安全・安心に暮らせる県土づくりを進めたい
富山県 土木部長
市井 昌彦 さん
昨年は大雨による災害対応に加え、松川べりの環境をよくする事業にも取り組んできた。今年に入ってからは、元日に発生した能登半島地震による被害の復旧にも奮闘している。現在の思いを聞いた。
「昨年、大雨による災害対応の合間を縫って針の穴を通すように、松川べりの遊覧船のりばの待ちスペースを広げる計画を立て、11月に工事の発注にこぎつけたばかりのところで、地震が起きてしまいました。桜の根に問題はないか、とか、試掘で見つかった旧神通川の護岸の保護をどうするか、といった課題を河川課や富山土木センターで一つ一つほぐしていって、ようやく工事が始まったところでしたので、工事が一時中断になってしまい、携わった職員もショックは大きかったと思います」
平成9年に河川法が改正され、それまでの「治水」「利水」に加え、「河川環境の整備と保全」が加えられた。新しい水辺の活用の可能性を切り開くための官民一体の協働プロジェクト「ミズベリング」も、全国各地で進められている。一方、実際に被害が起きると、その復旧が最優先となる。

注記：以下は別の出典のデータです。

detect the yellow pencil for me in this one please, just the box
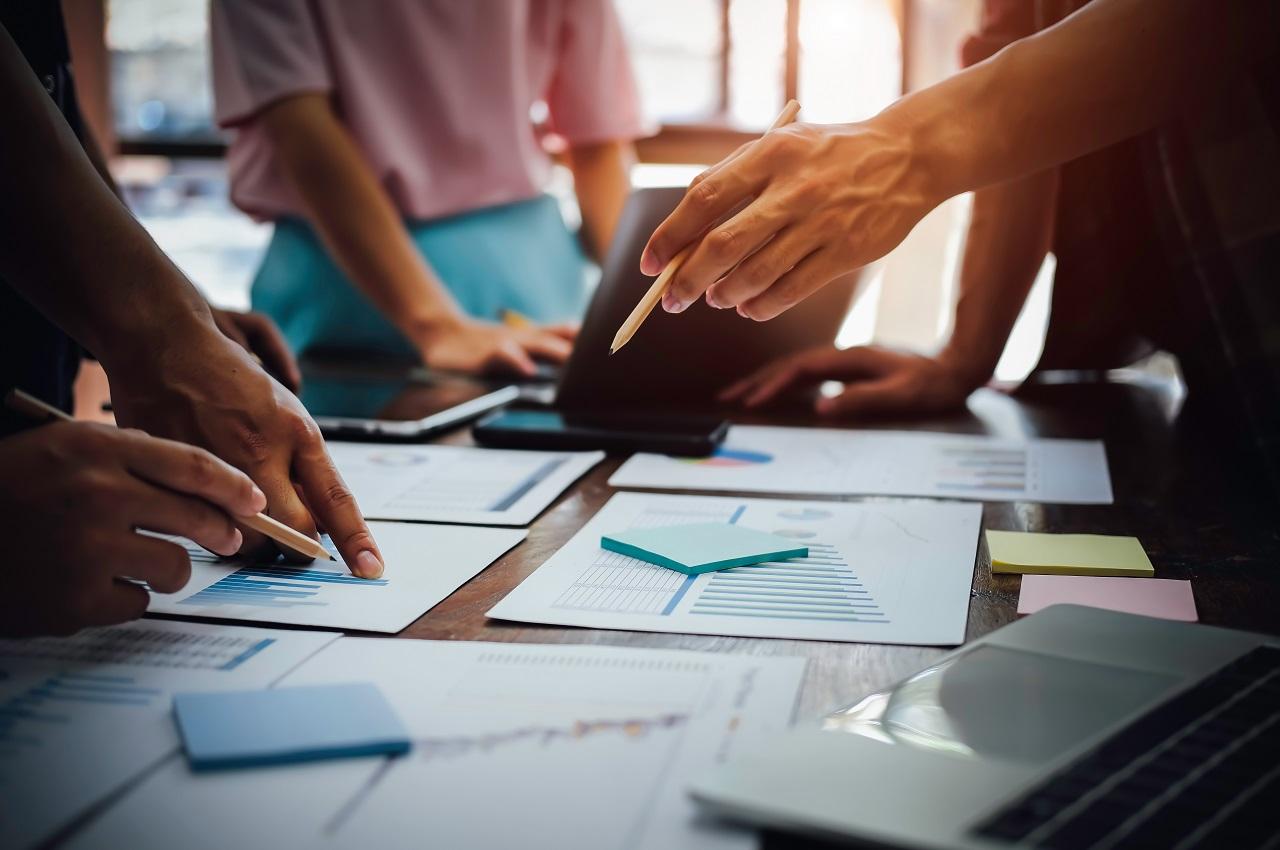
[4,388,334,562]
[610,99,801,354]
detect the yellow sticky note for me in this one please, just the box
[986,530,1154,577]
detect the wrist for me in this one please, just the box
[405,310,468,351]
[877,73,987,206]
[936,340,998,390]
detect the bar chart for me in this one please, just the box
[689,539,889,623]
[491,493,981,644]
[180,563,389,610]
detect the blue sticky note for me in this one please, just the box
[173,683,410,771]
[602,523,808,575]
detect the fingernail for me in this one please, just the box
[640,249,661,276]
[249,485,267,511]
[706,292,725,309]
[230,528,243,551]
[662,293,686,313]
[355,549,383,579]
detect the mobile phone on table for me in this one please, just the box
[472,408,727,456]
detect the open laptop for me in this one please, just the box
[553,187,857,413]
[692,605,1279,848]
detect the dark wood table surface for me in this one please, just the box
[391,377,1280,724]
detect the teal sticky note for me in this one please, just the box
[173,683,410,771]
[602,523,808,575]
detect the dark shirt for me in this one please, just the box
[0,1,84,436]
[963,0,1280,496]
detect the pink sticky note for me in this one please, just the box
[1018,575,1197,622]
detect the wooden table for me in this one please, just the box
[397,378,1280,723]
[76,361,1278,847]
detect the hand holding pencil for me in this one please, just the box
[5,388,336,564]
[611,100,801,353]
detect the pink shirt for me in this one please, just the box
[210,0,647,222]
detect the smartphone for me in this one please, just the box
[472,408,728,456]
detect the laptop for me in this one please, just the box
[553,187,857,413]
[691,605,1279,848]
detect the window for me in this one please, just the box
[104,0,903,155]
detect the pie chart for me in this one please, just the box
[680,447,774,467]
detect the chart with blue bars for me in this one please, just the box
[554,504,887,624]
[0,671,160,763]
[0,626,277,671]
[180,542,389,609]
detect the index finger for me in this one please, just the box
[640,149,769,277]
[293,437,383,579]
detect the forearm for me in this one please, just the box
[889,0,1275,201]
[943,170,1059,384]
[0,25,216,368]
[259,95,465,345]
[566,140,634,261]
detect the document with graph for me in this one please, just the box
[66,638,803,850]
[326,442,603,525]
[488,492,982,645]
[0,620,337,850]
[147,521,526,632]
[609,425,1113,504]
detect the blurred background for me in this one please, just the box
[74,0,1054,384]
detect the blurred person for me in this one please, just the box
[0,4,382,637]
[210,0,646,377]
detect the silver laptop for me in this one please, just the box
[691,605,1279,848]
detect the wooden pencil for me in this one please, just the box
[3,388,334,562]
[610,99,802,354]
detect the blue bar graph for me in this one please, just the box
[689,541,890,623]
[0,672,158,763]
[181,565,389,610]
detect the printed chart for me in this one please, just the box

「治水をやりながら、環境にも目配りをするというところに難しさがあり、苦労しています」
現在、県では「県庁周辺県有地有効活用検討プロジェクトチーム」において、土木部だけでなく、観光や環境など様々な部局が関わり、富山市とも連携し、富山駅から西町・総曲輪までの1・2キロを、歩くのが楽しいエリアにするための一体的な検討を進めており、その中で、松川べりの活用も検討している。
「私も素晴らしい構想だと思ってまして、どんな絵が描かれるのか、見守っているところです」
いちい・まさひこ●
昭和61(1986)年4月、富山県採用。平成30年4月、小矢部土木事務所長。平成31年4月、道路課長。令和2年4月、 土木部次長。令和4年4月、現職。